An extra day’s holiday is always welcome, but why should we be celebrate the diamond jubilee of a left-over from feudalism?
Although not a deliberate decision by the British capitalist class – these things depend on historical circumstances – there are certain advantages in having a hereditary monarchy as opposed to an elected Head of State.
The capitalist class rule today through universal suffrage but this assumes that the voters will continually vote for politicians who will uphold capitalism. One way to ensure this is to inculcate a feeling of patriotism into the population, i.e. loyalty to the state. With a constitutional monarchy, this is ready-made (or rather, historically inherited). What can be cultivated is a loyalty to the monarch rather than directly to the state, as republics have to do.
In the US they cultivate loyalty to the flag. In France it’s to the idea of the Republic. This it is easier to cultivate loyalty to a person can be seen in less developed capitalist countries where some individual dictator becomes the focus (with his photo everywhere) and where the dictatorship is often expected to be inherited by one of their sons (as with Kim Il Sung, Mubarak, Gaddafi, Assad, etc). The same phenomenon occurred in England: when Cromwell died the title of Lord Protector went to his son.
Britain has been a constitutional monarchy since the so-called Glorious Revolution of 1688 when parliament kicked out James II who had delusions about the divine right of kings. Parliament managed to find a Stuart who was a Protestant – one of his daughters, Mary – and, by Act of Parliament, appointed her and her husband, William of Orange, a Dutchman, king and queen. Who can (and cannot) be the monarch is laid down in the Act of Settlement of 1701, which still applies.
Mary was succeeded by her sister Anne. When she died in 1714 without leaving an heir, parliament imported a German prince who happened to be a great grandson of James I and gave him the crown. The present royal family are the direct descendants of this prince. He couldn’t even speak English. Nor could his successor. The first two Georges were not particularly popular amongst the population. Nor were their successors, George III, George IV and William IV, who were mercilessly lampooned. But they served a purpose as a focus for the loyalty of the political class, allowing continuity of the state while governments changed.

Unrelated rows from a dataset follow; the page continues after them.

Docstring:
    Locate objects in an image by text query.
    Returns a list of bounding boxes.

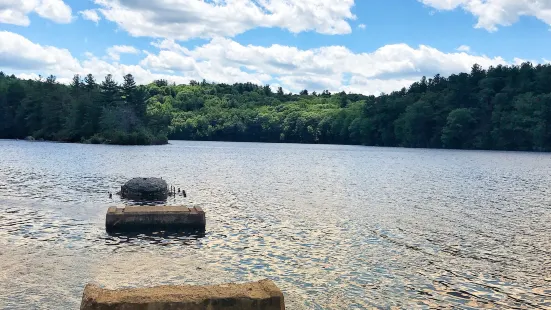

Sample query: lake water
[0,140,551,309]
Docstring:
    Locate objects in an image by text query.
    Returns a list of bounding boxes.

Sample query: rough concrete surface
[105,206,206,231]
[80,280,285,310]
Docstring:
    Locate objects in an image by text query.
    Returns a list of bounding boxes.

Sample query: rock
[80,280,285,310]
[121,178,168,200]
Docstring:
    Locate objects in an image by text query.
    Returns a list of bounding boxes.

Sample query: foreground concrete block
[105,206,206,232]
[80,280,285,310]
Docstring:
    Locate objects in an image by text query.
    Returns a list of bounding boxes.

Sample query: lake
[0,140,551,309]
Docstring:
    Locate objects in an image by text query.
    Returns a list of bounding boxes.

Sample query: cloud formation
[0,31,544,94]
[418,0,551,31]
[0,0,73,26]
[78,10,101,24]
[107,45,140,61]
[95,0,356,40]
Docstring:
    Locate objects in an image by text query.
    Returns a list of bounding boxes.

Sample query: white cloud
[95,0,356,40]
[106,45,140,61]
[0,31,546,94]
[0,31,80,73]
[456,45,471,53]
[140,38,507,94]
[78,10,101,24]
[0,0,73,26]
[418,0,551,31]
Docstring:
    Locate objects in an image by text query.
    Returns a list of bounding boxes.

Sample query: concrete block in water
[121,178,168,201]
[80,280,285,310]
[105,206,206,231]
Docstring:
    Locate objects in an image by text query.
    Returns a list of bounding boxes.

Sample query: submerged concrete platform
[105,206,206,231]
[80,280,285,310]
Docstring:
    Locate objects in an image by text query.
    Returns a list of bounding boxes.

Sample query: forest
[0,63,551,151]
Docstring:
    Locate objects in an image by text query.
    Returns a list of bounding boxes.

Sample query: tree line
[0,72,169,145]
[0,63,551,151]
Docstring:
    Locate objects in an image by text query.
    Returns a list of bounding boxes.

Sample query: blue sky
[0,0,551,94]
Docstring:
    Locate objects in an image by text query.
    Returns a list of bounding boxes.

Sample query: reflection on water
[0,141,551,309]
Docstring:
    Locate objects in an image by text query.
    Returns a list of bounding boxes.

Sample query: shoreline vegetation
[0,63,551,151]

It was only under Queen Victoria that popular support for the monarchy was cultivated. With some success. This was not an accident as her reign (1837-1901) co-incided with the extension of the franchise to more and more workers, so that after 1867 even without universal suffrage a majority of electors were workers. They had to be trained to be loyal to the British capitalist state so that they wouldn’t use their votes to overthrow it. The cult of the monarchy served this purpose well and still does today. The gutter press may sometimes go for junior members of the royal family, even for Prince Charles, but they never go for the monarch or for the monarchy as such.
Socialists are of course anti-monarchists and opposed to everything the monarchy represents, from aristocratic privilege, bowing and scraping, silly titles and ceremonies to being exports salesmen and the symbol and head of the British capitalist state. But does that mean that we think there’s some advantage in getting rid under capitalism of the monarchy and establishing a republic in its place? What would be the point? Conditions in republics such as the US and France are no different from those in constitutional monarchies such as Britain and the Netherlands. And wouldn’t be in a republican Britain or Netherlands either.
It goes without saying that, if it hadn’t already disappeared by then, one of the first acts of a socialist majority in control of political power would be to abolish the monarchy as part of the democratisation of society. And, on the other side of the Atlantic, there’d be a bonfire of American flags and in France the smashing of statues of Marianne.